About
Niloufar Salehi is an assistant professor in the School of Information at UC, Berkeley. She studies human-computer interaction, with her research spanning education to healthcare to restorative justice.
Her research interests are social computing, human-centered AI, and more broadly, human-computer interaction (HCI). Her work has been published and received awards in premier venues including ACM CHI, CSCW, and EMNLP and has been covered in Venture Beat, Wired, and the Guardian. She is a W. T. Grant Foundation scholar for her work on promoting equity in student assignment algorithms and is a member of the advisory board on generative AI at NVIDIA. She received her PhD in computer science from Stanford University in 2018.
Research
If you are a current UC Berkeley student who is interested in getting involved with the research described here please fill out this form [1].
Human-Centered AI: Machine Translation
This work focuses on developing technical methods for more reliable use of AI systems based on ML and LLMs. On example is Machine translation. Machine translation (e.g. Google Translate) has potential to remove language barriers and is widely used in hospitals in the U.S., but almost 20% of common medical phrases are mistranslated to Chinese, with 8% causing significant clinical harm. Examples of this work includes:
- Showing physicians a quality estimation model calibrated on medical text makes them more effective at identifying when to rely on a translation.
- Designing affordances that aid users in understanding when to rely on machine translation.
- Studying how machine translation is currently used in high stakes medical settings (STAT news).
- Using a combination of verified dictionaries and ML to increase the reliability of machine translation in high-stakes situations. In this work we build on “example-based translation” to develop evaluation methods.
The long term goal of this research effort is to develop new approaches to design and evaluate reliable and effective AI systems in high-stakes, real-world contexts such as machine translation in medical settings.
Community Centered Algorithm Design: School Assignment
There is growing awareness around the impact that algorithmic systems have on people. An open question is how algorithmic systems can be designed to center the needs and values of the communities they impact. In our work we study a matching algorithm that assigns students to public schools across the U.S. Examples of this work include:
- Why student assignment systems have fallen short of their promised goals of transparency and equity in practice? They make modeling assumptions that clash with the real world.
- Can information technologies help lower resourced parents submit more informed preferences?
- How the design of a preference language shapes the opportunities for meaningful participation depending on the costs, expressiveness, and collectivism of the language.
- How can we implement elements of procedural justice (voice, agency, helpfulness) within algorithmic system design?
Ultimately, our goal is to develop methods and best practices to engage parents and policy makers in designing algorithmic systems.

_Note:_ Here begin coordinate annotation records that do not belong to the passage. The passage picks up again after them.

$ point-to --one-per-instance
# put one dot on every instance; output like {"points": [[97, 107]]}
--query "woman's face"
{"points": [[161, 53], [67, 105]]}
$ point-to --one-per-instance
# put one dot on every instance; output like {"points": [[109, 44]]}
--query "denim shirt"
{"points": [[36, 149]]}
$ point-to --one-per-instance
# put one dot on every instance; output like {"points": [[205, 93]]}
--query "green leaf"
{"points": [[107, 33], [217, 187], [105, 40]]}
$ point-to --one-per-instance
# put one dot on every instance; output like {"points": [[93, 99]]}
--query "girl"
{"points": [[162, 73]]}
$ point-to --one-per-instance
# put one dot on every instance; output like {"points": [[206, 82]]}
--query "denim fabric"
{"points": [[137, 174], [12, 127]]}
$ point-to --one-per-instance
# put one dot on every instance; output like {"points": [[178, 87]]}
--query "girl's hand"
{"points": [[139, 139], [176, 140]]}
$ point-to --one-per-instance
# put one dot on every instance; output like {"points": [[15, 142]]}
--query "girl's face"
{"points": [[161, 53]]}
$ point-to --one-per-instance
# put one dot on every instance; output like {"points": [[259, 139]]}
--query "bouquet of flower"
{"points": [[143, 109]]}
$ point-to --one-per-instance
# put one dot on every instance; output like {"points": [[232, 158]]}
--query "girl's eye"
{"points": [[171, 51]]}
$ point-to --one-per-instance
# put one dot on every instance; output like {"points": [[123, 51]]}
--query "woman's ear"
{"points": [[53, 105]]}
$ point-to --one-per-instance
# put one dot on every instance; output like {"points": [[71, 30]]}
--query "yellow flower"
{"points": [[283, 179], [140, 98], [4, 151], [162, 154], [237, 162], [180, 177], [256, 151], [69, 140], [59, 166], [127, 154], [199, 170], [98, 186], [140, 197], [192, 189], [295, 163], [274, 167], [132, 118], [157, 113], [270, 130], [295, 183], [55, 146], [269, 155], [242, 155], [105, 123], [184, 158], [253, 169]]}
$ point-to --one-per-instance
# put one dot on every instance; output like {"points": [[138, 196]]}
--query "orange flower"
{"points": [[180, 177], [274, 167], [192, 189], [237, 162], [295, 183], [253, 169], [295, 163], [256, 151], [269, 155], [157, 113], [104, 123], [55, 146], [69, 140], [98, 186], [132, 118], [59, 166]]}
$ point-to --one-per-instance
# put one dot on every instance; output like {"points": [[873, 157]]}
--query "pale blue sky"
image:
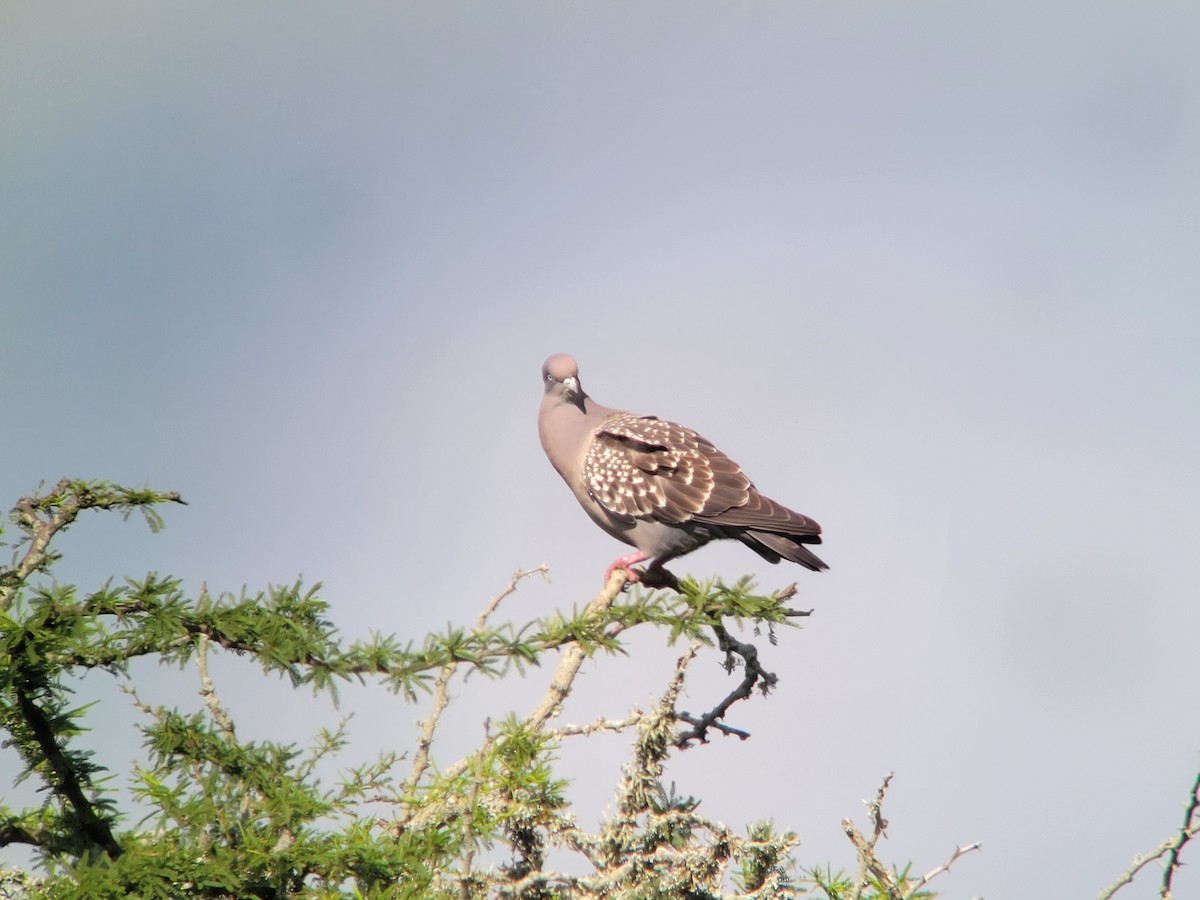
{"points": [[929, 271]]}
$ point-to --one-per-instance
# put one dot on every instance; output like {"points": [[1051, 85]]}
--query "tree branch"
{"points": [[1170, 849]]}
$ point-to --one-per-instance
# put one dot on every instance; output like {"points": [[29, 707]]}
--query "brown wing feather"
{"points": [[646, 467]]}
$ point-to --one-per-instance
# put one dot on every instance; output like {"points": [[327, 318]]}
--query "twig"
{"points": [[755, 675], [573, 658], [943, 868], [64, 503], [1186, 832], [1170, 847], [618, 725], [207, 690], [442, 694], [865, 849], [564, 677]]}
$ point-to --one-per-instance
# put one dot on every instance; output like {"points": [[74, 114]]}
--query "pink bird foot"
{"points": [[625, 563]]}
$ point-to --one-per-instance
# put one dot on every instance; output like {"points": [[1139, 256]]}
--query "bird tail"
{"points": [[774, 547]]}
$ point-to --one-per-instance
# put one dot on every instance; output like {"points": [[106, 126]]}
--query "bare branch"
{"points": [[1186, 833], [550, 706], [943, 868], [754, 675], [208, 693]]}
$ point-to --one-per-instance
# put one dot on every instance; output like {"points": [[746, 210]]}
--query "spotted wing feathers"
{"points": [[641, 467]]}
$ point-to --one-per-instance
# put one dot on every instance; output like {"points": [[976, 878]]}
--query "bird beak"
{"points": [[573, 391]]}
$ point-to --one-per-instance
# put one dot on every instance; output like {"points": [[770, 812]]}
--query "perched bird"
{"points": [[657, 485]]}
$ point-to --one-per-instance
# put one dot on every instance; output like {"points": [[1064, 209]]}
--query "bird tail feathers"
{"points": [[774, 547]]}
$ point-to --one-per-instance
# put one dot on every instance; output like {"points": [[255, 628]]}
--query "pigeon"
{"points": [[657, 485]]}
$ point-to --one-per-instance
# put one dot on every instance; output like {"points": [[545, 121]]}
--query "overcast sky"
{"points": [[930, 271]]}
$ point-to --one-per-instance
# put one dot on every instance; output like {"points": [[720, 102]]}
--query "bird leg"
{"points": [[625, 563]]}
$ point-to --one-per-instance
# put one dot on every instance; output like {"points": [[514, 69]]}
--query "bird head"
{"points": [[561, 379]]}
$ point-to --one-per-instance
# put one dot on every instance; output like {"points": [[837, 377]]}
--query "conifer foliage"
{"points": [[214, 815]]}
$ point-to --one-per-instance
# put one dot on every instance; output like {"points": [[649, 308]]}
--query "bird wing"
{"points": [[642, 467], [645, 467]]}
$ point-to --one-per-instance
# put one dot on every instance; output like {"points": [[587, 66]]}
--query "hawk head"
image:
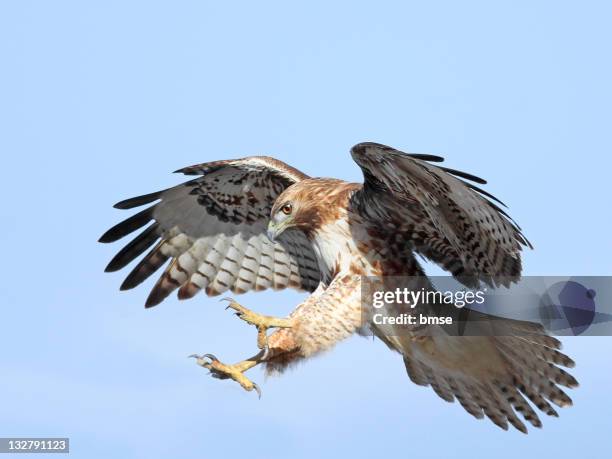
{"points": [[308, 205]]}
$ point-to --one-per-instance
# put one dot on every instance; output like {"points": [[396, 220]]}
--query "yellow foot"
{"points": [[222, 371], [260, 321]]}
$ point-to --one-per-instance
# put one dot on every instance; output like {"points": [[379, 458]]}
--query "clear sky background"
{"points": [[101, 100]]}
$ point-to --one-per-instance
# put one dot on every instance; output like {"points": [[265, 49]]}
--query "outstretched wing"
{"points": [[493, 375], [213, 229], [449, 219]]}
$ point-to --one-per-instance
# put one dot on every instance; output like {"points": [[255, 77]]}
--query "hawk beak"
{"points": [[271, 232]]}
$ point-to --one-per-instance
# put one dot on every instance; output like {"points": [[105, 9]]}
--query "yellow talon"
{"points": [[222, 371], [258, 320]]}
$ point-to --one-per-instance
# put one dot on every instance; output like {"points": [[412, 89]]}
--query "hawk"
{"points": [[257, 223]]}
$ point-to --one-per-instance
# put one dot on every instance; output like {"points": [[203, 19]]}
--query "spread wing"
{"points": [[213, 229], [491, 376], [450, 220]]}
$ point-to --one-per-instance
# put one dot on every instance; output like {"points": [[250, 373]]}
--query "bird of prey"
{"points": [[257, 223]]}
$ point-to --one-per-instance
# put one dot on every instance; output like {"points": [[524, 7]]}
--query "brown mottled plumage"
{"points": [[256, 223]]}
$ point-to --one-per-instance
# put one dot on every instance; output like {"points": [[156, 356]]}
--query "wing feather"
{"points": [[450, 221], [212, 228]]}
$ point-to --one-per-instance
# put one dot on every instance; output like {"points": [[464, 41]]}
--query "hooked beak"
{"points": [[271, 232], [274, 230]]}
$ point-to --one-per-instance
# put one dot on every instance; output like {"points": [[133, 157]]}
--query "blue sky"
{"points": [[100, 101]]}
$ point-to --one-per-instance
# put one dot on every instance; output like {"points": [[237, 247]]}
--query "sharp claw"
{"points": [[258, 390]]}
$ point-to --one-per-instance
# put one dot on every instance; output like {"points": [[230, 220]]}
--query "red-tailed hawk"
{"points": [[256, 223]]}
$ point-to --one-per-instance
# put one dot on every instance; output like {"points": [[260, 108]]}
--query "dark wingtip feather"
{"points": [[154, 299], [145, 268], [136, 247], [138, 200], [127, 226], [464, 175], [426, 157]]}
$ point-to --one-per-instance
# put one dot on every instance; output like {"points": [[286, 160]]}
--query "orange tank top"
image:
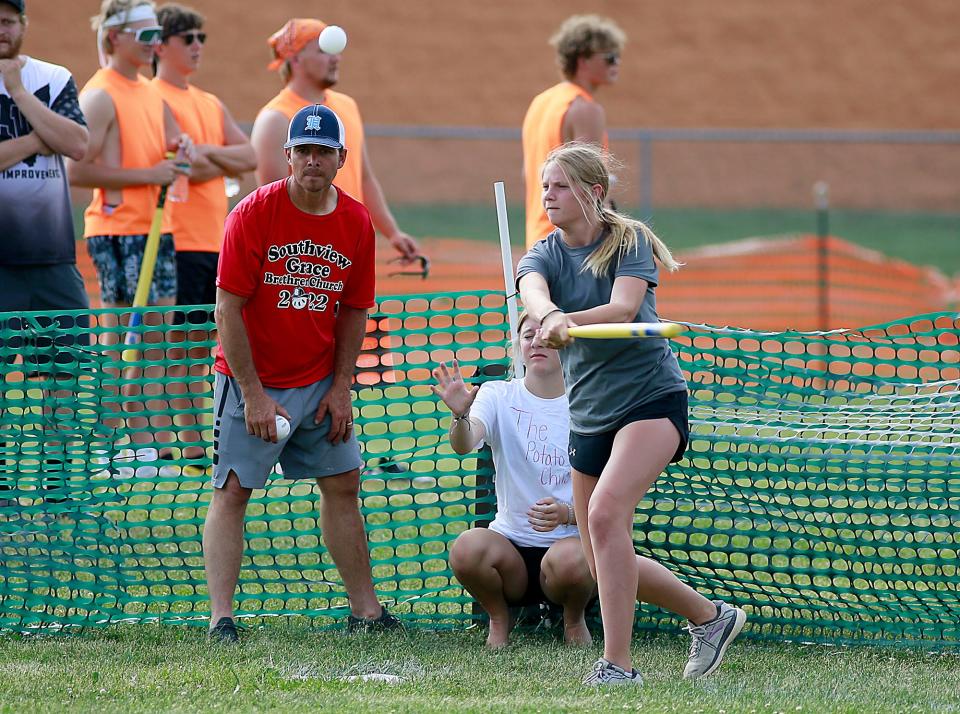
{"points": [[350, 177], [139, 112], [198, 222], [542, 133]]}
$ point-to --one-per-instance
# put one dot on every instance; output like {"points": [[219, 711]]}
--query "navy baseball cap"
{"points": [[317, 125]]}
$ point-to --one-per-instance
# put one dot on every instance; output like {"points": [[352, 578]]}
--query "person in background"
{"points": [[40, 124], [223, 151], [295, 281], [588, 54], [309, 75]]}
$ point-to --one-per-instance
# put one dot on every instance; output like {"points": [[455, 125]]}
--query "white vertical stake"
{"points": [[508, 283]]}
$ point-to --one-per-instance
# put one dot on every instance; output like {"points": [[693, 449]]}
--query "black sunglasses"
{"points": [[189, 37]]}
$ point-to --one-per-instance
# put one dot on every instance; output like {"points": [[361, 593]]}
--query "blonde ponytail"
{"points": [[585, 165]]}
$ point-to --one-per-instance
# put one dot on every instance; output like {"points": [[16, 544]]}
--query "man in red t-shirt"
{"points": [[294, 283]]}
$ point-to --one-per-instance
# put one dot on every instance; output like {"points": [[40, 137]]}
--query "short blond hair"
{"points": [[109, 8], [582, 36]]}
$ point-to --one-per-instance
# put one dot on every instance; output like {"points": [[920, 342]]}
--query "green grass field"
{"points": [[286, 667]]}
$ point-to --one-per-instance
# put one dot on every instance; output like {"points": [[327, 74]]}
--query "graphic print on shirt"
{"points": [[12, 122], [546, 457], [311, 271]]}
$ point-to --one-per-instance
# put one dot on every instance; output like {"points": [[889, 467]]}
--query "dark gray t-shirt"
{"points": [[36, 222], [605, 378]]}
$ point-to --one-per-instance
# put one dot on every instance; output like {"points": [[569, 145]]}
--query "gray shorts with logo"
{"points": [[306, 453]]}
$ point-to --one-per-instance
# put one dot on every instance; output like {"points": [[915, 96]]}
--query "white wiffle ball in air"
{"points": [[283, 427], [332, 39]]}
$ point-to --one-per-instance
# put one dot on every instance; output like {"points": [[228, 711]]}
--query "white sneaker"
{"points": [[143, 454], [607, 673], [711, 639]]}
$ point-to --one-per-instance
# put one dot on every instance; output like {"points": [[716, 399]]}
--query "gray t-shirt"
{"points": [[605, 378], [35, 214]]}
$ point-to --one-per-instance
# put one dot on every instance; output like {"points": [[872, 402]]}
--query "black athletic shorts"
{"points": [[589, 454], [196, 284], [44, 339], [532, 557]]}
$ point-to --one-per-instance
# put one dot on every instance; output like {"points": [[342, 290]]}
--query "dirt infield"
{"points": [[767, 284], [842, 64]]}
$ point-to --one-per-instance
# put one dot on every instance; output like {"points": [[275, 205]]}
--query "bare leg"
{"points": [[490, 568], [566, 580], [223, 545], [346, 539], [641, 451]]}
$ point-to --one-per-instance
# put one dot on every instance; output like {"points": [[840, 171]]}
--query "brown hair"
{"points": [[582, 36]]}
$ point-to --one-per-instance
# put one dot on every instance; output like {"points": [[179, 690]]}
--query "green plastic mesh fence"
{"points": [[821, 488]]}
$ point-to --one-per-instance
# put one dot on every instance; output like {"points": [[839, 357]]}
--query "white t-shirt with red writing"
{"points": [[528, 437], [294, 268]]}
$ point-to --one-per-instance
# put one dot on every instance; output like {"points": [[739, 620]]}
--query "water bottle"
{"points": [[179, 190]]}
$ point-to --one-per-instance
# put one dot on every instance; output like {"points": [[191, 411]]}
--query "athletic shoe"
{"points": [[386, 621], [607, 673], [711, 639], [225, 632]]}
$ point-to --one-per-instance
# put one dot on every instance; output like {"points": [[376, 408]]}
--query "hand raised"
{"points": [[451, 388]]}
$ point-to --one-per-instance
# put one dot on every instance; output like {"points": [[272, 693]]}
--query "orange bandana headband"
{"points": [[291, 38]]}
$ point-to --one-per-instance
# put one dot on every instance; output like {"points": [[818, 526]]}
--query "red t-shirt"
{"points": [[293, 268]]}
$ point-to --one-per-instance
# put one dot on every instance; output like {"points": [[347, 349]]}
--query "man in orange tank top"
{"points": [[588, 53], [131, 129], [223, 151], [309, 75]]}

Restorative Justice Approaches to Addressing Online Harm
Harms such as harassment are notorious online but extremely difficult to address effectively. Dominant models of content moderation leave out victims and their needs and instead focus on punishing offenders. We take restorative justice as an alternative approach to ask: Who’s been harmed? What are their needs? And whose obligation is it to meet those needs? Examples of this work include:
- What do adolescents need when they are harmed online? Sensemaking, support, safety, retribution, and transformation.
- How targeted diet ads harm people with histories of disordered eating, particularly when it’s hard to get rid of them even during recovery.
- How online counter-publics (such as by Muslim American public figures) struggle to engage externally on social media platforms due to the scale of harm that spreads across time and space.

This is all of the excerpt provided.